# New visitor to feeder this year



## UNCLE AL (Jan 5, 2002)

Had a rose breasted grosbeak visit today, first time seeing one. Getting down to the bottom of the feed barrel, won't feed again until september.


----------



## Grinnell (Nov 20, 2019)

UNCLE AL said:


> Had a rose breasted grosbeak visit today, first time seeing one. Getting down to the bottom of the feed barrel, won't feed again until september.


Funny. I had a rose breasted grosbeak today also- along with a red headed woodpecker. Black and white and red all over!!!! Firsts for me here in metro Detroit


----------



## UNCLE AL (Jan 5, 2002)

I have a red headed woodpecker around my yard all year.


----------



## Grinnell (Nov 20, 2019)

They’re one Of my very favorite birds


----------



## UNCLE AL (Jan 5, 2002)

had a pileated woodpecker in the yard last spring. That was the second time I'd ever seen one.


----------



## anagranite (Oct 23, 2010)

We've had a couple Grosbeaks the last couple years. We've also had Orioles, turkeys and Mallard ducks. My wife really enjoys watching them and feeding them.


----------



## Fishndude (Feb 22, 2003)

We had a couple Red-Breasted Grosbeaks at our feeders for a short time this past week. There, and gone. I hadn't seen one at our feeding stations in years.


----------



## Martin Looker (Jul 16, 2015)

The grosbeaks are here all summer and they are pigs. They show up early and stay all day. I don't put feed out when they are around. They chase the small birds away and will empty the feeder every day, and that's 2.5 gallons of sunflower seeds.


----------



## Thirty pointer (Jan 1, 2015)

Yellow feathered Downy woodpecker male and female very unusual .


----------



## Thirty pointer (Jan 1, 2015)

Male and female pileated woodpeckers


----------



## MichiFishy (Sep 17, 2019)

I've lived in Kent my whole life and have never seen one of those. Pretty bird and a nice find for you!




Thirty pointer said:


> View attachment 534981
> View attachment 534983
> Yellow feathered Downy woodpecker male and female very unusual .


----------



## Grinnell (Nov 20, 2019)

Thirty pointer said:


> View attachment 534981
> View attachment 534983
> Yellow feathered Downy woodpecker male and female very unusual .
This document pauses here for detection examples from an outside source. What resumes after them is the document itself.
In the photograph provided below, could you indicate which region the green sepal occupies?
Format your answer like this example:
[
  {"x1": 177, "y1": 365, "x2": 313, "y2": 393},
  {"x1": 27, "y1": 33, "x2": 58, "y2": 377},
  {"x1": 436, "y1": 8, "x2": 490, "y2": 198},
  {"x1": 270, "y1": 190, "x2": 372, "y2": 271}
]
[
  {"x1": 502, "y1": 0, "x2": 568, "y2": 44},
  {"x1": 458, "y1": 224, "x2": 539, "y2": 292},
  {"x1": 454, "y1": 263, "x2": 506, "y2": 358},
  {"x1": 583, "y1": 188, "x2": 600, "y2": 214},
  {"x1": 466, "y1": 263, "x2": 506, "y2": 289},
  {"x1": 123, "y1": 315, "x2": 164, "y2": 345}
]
Yellow bellied sapsucker hybrid downy? Lol. Mutants.


----------



## RDS-1025 (Dec 1, 2008)

The male Pileated finally gave me a shot today.
They have been on the property for years but rarely come close enough for pictures.


----------



## Splitshot (Nov 30, 2000)

Today I've had a red brested nuthatch, a dozen or so rose brested grossbeaks, one hummingbird, several orioles, as well as many chickadees, tufted titmice, goldfinches hairy, downey, redbellied and red headed woodpeckers. I'm sure I left a few out lol.


----------



## UNCLE AL (Jan 5, 2002)

we won't see hummers til it warms up.


----------



## MichiFishy (Sep 17, 2019)

Thirty pointer said:


> View attachment 534981
> View attachment 534983
> Yellow feathered Downy woodpecker male and female very unusual .


I did some searching on this earlier today. I have heard of people seeing yellow downy's before, rarely, and some breeds of other birds. Never really thought much about it, always figured they were just bathing in some gross water or something, but those pics you put up had me curious. 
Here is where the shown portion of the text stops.